The rainfall overnight consisted of broad areas of stratiform precipitation in some locations, but also (particularly near Boulder) a series of more intense precipitation cells, probably somewhat convective, that repeatedly formed east of town and then moved west over the foothills.  Here's an example radar image from last night:
So what are the consequences of so much water over such a short period of time?  Flash flooding.  Here's the stream gauge data for Boulder Creek at Broadway in downtown Boulder:
There were extreme rises in the stream level overnight.  You'll note that the typical river stage is only a little over 1 foot.  From 6 PM Wednesday through about 3 AM MDT, the creek rose rapidly to just over 7 feet--moderate flood stage.  There was a drop off early this morning as the rain eased a bit, but more rain is developing today and you can see the stream flow on the rise again.  Basically all of the canyons along the northern Front Range hit at least minor flood stage last night and into today.  Here's the gauge data for St. Vrain Creek near Lyons--approaching record levels.  There was also a dam failure last night upstream from Lyons, prompting extensive evacuations.
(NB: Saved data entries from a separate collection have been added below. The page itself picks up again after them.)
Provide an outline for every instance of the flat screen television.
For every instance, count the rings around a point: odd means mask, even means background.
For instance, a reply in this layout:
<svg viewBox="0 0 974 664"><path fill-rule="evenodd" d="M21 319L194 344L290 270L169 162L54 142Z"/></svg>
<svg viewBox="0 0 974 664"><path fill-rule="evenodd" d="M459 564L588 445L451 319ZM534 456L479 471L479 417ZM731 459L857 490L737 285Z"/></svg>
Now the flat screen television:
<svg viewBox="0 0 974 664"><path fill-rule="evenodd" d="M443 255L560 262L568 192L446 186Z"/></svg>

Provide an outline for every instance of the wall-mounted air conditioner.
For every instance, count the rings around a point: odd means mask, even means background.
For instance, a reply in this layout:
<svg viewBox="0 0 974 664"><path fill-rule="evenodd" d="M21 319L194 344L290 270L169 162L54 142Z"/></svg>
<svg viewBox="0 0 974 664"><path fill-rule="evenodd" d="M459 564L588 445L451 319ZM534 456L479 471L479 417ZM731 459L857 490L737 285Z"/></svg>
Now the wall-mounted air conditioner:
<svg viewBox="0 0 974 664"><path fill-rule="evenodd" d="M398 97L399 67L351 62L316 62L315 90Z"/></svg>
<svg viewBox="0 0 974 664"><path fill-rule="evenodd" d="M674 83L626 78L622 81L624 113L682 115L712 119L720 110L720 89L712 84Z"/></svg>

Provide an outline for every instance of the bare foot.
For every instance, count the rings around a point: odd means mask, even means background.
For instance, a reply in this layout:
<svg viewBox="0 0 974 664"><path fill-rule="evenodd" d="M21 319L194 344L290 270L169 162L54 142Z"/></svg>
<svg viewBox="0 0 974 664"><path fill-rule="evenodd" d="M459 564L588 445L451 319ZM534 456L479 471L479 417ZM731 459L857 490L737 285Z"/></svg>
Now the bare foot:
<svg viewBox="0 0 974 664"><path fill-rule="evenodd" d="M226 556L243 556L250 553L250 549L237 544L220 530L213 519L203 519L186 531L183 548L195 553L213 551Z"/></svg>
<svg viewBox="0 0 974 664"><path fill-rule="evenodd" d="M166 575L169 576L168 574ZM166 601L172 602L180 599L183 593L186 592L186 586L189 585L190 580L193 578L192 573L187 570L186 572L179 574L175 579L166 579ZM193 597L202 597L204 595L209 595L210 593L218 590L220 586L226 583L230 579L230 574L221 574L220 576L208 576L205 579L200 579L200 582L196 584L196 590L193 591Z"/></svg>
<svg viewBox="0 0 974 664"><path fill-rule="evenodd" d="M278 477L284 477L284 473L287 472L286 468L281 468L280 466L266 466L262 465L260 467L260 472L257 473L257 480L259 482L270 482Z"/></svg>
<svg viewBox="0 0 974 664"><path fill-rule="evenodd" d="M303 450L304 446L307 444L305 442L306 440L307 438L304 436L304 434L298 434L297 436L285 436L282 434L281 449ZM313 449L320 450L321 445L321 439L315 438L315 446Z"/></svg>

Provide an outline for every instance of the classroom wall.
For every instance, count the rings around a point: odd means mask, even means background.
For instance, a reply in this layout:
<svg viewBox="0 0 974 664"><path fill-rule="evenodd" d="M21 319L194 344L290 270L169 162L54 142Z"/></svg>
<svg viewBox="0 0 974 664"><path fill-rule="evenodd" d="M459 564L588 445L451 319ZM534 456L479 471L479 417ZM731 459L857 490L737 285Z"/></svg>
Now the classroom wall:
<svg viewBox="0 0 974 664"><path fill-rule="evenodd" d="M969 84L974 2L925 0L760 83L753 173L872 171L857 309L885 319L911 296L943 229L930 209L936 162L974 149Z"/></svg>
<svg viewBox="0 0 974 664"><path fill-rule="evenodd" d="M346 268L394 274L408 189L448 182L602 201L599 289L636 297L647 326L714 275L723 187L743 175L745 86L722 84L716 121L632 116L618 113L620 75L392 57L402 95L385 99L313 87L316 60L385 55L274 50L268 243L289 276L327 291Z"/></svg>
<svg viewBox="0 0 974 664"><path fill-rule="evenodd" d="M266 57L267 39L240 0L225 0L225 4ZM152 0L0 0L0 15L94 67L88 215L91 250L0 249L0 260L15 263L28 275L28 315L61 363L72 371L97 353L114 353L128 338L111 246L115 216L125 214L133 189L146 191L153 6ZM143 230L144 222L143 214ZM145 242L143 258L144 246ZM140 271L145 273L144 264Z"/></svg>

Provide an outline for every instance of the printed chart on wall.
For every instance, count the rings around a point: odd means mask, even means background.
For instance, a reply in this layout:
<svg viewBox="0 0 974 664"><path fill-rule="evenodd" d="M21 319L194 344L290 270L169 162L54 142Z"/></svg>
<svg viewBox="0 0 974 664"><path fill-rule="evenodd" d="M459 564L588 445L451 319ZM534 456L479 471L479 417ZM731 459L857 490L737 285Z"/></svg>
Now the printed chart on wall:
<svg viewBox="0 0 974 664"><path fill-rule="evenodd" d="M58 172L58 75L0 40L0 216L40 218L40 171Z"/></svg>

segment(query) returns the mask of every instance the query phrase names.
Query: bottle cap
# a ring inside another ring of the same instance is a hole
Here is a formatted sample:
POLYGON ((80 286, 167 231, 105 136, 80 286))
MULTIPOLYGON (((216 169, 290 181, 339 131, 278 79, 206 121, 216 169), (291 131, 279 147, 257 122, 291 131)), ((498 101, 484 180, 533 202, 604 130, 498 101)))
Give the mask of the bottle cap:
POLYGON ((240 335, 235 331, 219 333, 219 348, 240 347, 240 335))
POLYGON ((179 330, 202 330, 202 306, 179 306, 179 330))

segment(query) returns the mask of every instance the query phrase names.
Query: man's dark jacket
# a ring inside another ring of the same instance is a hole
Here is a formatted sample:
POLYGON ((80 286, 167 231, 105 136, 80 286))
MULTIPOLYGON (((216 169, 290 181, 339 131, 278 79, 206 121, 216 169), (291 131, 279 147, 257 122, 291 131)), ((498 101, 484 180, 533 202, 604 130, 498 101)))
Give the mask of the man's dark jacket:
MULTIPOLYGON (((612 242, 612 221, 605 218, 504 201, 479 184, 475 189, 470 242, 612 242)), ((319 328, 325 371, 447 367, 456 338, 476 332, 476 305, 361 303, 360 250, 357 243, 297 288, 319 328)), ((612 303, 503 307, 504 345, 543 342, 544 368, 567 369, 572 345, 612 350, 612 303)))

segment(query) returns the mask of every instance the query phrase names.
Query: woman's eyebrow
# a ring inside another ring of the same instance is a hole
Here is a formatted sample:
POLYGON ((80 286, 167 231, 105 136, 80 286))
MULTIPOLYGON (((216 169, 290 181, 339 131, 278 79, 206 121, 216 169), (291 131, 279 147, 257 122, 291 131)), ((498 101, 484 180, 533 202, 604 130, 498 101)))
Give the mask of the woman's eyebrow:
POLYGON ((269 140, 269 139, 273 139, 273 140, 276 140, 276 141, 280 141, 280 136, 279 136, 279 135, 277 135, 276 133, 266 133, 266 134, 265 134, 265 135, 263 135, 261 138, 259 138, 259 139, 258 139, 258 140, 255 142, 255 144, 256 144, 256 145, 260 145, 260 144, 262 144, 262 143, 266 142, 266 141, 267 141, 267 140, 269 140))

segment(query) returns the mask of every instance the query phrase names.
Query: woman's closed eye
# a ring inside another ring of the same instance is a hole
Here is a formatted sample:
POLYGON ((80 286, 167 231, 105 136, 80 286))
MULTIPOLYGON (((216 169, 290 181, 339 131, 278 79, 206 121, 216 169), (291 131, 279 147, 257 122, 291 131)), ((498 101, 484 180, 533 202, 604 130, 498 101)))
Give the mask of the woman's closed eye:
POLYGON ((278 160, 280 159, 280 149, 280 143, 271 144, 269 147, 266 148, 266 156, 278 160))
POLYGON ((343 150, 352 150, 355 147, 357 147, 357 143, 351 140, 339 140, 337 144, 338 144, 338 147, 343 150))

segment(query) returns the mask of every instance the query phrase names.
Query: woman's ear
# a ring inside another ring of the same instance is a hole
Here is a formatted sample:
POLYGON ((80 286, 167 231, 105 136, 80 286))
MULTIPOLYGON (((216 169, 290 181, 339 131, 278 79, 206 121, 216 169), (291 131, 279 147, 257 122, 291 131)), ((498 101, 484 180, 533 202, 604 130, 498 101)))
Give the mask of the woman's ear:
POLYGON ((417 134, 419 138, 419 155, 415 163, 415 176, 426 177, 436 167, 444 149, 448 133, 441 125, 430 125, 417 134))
There continue to be problems with managing this massive amount of water.  Pretty much every road going into the mountains is closed due to flooding or mudslides at this time.  Many streets in Boulder itself are impassible due to high water.  There are evacuations underway in the Big Thompson River canyon (the location of an infamous flood in 1976--which had distinctly different meteorological origin, being due to a parked convective storm as opposed to widespread, more stratiform rain).

Unfortunately it doesn't look like it's time to take a breath just yet.  The rain died down a little overnight, but it's forecast to pick up again today.  We're already seeing that throughout the region.  Here's the latest High-Resolution Rapid Refresh model's forecast for total accumulated precipitation through tonight.
It's predicting another 1-2 inches over the northern Front Range.  It's also alarming to note the 3-5 inch accumulations suggested for the mountains behind Colorado Springs and Pueblo, suggesting an additional flash flooding threat further south.